Wie erwähnt muss der Fahrer auf dem Einfädelungsstreifen die Geschwindigkeit erhöhen, damit er diese der Fahrgeschwindigkeit des fließenden Verkehrs anpassen kann. Zudem ist beim Einfädeln auf die Autobahn wie bei einem “gewöhnlichen” Spurwechsel eine Beobachtung des nachfolgenden Verkehrs und das Setzen des Blinkers erforderlich, um das geplante Einfädeln bzw. den Wechsel des Fahrstreifens rechtzeitig anzukündigen. So können Fahrzeugführer auf der Autobahn – auch wenn sie Vorfahrt haben – ihr Fahrverhalten anpassen und bei entsprechend freier Spur und wenn jegliche Gefährdung ausgeschlossen ist, ihrerseits auf die Überholspur wechseln und damit ein zügiges und sicheres Einfädeln auf die Autobahn ermöglichen.

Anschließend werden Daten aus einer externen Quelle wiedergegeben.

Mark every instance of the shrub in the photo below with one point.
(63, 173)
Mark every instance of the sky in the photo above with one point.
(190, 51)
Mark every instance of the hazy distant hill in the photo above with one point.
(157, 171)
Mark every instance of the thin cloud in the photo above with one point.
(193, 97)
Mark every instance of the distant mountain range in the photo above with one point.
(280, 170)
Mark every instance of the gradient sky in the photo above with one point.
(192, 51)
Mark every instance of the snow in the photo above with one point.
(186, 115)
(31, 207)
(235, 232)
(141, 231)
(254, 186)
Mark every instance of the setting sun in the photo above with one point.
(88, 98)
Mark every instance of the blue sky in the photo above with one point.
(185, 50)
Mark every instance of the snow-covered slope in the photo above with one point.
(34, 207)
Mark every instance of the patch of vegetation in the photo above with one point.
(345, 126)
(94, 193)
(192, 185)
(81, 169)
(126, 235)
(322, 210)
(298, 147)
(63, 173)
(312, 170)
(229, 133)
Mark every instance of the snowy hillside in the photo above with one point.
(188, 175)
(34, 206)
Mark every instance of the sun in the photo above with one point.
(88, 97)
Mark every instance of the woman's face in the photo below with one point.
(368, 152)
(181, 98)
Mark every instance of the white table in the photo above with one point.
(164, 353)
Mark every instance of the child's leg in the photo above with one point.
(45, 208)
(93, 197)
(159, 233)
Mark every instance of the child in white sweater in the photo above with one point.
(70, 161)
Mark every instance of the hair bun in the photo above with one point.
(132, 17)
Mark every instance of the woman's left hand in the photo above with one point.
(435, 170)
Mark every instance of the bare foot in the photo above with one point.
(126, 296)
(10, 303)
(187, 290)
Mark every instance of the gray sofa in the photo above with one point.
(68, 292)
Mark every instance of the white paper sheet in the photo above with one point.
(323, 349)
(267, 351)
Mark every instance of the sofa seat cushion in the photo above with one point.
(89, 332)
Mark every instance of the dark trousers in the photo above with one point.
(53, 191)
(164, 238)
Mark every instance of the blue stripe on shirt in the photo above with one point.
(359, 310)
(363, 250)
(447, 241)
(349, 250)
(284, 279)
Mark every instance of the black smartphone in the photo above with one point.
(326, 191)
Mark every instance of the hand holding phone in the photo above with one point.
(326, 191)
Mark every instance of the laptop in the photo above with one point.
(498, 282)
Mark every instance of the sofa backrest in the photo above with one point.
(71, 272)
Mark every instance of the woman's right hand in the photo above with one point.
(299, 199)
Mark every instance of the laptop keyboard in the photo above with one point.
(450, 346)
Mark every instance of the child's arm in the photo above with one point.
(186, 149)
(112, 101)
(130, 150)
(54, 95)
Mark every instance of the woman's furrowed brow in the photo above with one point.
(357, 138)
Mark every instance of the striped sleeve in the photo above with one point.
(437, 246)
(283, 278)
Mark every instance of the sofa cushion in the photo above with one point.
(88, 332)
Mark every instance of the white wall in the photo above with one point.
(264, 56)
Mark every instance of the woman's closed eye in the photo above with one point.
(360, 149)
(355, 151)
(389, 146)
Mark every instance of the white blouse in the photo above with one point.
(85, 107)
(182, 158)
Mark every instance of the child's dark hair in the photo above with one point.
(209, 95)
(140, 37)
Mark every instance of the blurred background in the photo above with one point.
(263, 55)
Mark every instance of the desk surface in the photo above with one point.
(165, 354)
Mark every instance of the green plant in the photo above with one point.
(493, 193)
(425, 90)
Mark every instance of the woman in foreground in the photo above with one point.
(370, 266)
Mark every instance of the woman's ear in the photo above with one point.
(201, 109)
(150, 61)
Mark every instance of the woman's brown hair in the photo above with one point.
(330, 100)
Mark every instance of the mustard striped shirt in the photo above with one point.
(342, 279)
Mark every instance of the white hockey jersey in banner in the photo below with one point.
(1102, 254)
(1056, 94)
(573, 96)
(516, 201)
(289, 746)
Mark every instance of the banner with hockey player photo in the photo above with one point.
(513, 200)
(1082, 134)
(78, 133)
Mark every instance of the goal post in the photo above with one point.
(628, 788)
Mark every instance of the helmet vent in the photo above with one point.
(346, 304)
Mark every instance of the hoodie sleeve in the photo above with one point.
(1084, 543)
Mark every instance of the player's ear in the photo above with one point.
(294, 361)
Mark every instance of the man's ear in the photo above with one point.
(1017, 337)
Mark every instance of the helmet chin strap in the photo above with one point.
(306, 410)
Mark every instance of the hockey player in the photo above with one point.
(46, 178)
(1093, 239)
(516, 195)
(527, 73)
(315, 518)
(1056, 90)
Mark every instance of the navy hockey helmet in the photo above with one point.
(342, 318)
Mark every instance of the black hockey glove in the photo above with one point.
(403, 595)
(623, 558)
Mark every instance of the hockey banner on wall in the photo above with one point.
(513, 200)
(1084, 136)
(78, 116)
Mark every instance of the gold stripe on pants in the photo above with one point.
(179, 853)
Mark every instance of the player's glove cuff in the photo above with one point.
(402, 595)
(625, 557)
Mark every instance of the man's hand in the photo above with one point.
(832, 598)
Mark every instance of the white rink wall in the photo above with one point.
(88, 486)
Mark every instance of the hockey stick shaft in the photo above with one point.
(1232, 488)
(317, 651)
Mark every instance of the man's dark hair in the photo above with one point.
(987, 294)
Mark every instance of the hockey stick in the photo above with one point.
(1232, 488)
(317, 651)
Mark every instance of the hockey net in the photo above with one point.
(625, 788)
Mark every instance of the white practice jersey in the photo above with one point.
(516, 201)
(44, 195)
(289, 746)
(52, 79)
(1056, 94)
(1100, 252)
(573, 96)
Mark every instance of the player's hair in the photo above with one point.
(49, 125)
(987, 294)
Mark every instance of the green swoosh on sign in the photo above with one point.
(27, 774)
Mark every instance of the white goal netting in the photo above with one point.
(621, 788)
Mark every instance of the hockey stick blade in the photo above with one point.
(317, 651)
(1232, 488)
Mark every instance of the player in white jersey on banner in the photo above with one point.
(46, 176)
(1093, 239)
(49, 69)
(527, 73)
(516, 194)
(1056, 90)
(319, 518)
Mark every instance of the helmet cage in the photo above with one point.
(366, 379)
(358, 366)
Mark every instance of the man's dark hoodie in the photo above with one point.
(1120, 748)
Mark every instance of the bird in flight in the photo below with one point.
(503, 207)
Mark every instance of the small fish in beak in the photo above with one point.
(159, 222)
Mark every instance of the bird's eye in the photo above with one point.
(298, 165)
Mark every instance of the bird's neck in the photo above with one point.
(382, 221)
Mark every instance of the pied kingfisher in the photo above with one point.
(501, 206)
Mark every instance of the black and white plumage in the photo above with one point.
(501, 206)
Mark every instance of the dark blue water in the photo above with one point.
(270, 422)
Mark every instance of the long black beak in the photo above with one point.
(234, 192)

Ist eine gefahrlose Einfädelung auf die Autobahn nicht möglich, der Beschleunigungsstreifen allerdings zu Ende, ist gegebenenfalls auf der Standspur weiterzufahren, bis ausreichend Platz vorhanden ist, um auf die Autobahn aufzufahren, ohne dabei jemanden zu behindern oder zu gefährden. In keinem Fall sollte der Fahrzeugführer am Ende des Beschleunigungsstreifens abbremsen oder gar stehen bleiben. Dies kann nämlich ebenfalls eine Gefährdung des Straßenverkehrs oder einen Unfall zur Folge haben.